Fast food may weather winter better than casual dining as the pandemic continues and flu-season arrives, reported MarketWatch (Sept. 21).

Analysts are boosting their ratings and targets for fast food companies, in large part, due to their drive-thrus and cheap menu options, which are likely to encourage frequent visits.

Piper Sandler’s Nicole Miller Regan boosted her rating on Dunkin’ Brands Group to Overweight from Neutral and raised her price target to $89 from $66. She wrote that the company’s low-price products, which consumers are likely to return to frequently, provide a winning recipe for the stock. “Said different, affordable luxuries, served with high-levels of convenience, and supported by digital tools…are positioned to benefit,” she wrote.

Additionally, J.P. Morgan analyst John Ivankoe reiterated a Neutral rating on Starbucks but lifted his price target on the stock to $80 from $75. The company’s drive-thru locations have return to posting positive comparable sales, and his new price target is 25 times his 2022 earnings per share estimate.

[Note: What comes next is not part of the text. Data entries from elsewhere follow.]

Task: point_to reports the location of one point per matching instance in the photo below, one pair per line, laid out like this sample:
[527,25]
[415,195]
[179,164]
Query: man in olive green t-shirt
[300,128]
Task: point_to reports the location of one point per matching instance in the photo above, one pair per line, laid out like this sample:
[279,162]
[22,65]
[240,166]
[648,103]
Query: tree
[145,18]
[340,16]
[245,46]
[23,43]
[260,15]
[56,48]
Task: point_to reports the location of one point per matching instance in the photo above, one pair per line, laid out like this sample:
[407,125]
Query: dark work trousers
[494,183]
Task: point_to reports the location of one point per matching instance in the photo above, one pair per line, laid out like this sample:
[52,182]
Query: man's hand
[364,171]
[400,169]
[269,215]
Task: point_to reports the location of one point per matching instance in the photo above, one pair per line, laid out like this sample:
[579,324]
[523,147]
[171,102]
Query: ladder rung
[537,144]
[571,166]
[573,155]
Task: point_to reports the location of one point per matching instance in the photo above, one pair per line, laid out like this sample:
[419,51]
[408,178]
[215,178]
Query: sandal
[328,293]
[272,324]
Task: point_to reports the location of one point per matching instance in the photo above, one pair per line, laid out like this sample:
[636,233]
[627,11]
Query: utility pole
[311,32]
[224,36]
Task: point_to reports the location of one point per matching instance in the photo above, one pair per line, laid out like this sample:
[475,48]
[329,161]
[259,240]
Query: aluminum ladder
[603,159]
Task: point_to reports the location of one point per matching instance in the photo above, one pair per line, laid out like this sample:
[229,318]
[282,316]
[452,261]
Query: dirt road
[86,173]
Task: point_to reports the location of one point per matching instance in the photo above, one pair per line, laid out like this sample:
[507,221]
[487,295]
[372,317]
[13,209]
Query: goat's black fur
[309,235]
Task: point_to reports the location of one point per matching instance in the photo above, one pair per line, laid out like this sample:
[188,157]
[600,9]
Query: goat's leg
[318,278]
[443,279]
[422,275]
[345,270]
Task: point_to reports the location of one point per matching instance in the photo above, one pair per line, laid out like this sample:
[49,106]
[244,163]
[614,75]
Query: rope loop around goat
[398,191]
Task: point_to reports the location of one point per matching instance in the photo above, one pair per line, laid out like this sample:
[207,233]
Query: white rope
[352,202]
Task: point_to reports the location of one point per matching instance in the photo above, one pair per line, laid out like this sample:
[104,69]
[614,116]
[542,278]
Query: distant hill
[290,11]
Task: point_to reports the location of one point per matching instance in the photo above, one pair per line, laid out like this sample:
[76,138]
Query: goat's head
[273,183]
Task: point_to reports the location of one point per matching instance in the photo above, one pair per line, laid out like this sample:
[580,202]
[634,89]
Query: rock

By contrast, Wedbush analyst Nick Setyan downgraded Darden Restaurants to Neutral from Outperform. However, he rose his price target to $95 from $88.

Setyan is modeling for the company to return to pre-COVID levels by fiscal 2022 but wrote that both the “margin opportunities and share gain potential [are] well understood” already.

Meanwhile, Dunkin’ is taking convenience to the next level with a new payment system.

The chain is testing a contactless payment system allowing customers to be scanned and charged as they exit the store, reported The Wall Street Journal (Sept. 23). Put in place in one experimental location in California called Dunkin’ Dash, the system uses Mastercard Inc.’s Shop Anywhere software.

Customers register their credit cards before entering the store and cameras inside will track them as they select individually packaged baked goods, self-pour coffee, and snacks.

Consumers will have to sign up separately with each business using Mastercard’s technology, according to Stephane Wyper, Mastercard SVP of innovation, who noted that the registration process is designed to take less than 30 seconds.

The system will likely be attractive to consumers as a new survey from Sense Photonics and The Harris Poll found that 70% of Americans would prefer a completely human-free contactless shopping experience.

The survey found that 72% of Americans are more likely to shop at retailers that offer contactless, curbside order pickup, with 35% even indicating they would be fine never making retail purchases in a store again.

Delaware North Cos., which runs food and beverage stands in venues like MetLife Stadium in New Jersey, plans to test Shop Anywhere in the fourth quarter, according to Jeffrey Wilkinson, the company’s chief information officer.

Delaware North is working with sports leagues like the NFL to test the technology in venues that will host games and fans this year. “Guests and fans coming into a stadium environment now want to quickly and safely get in and out with little to no wait times on entry and exit,” said Wilkinson.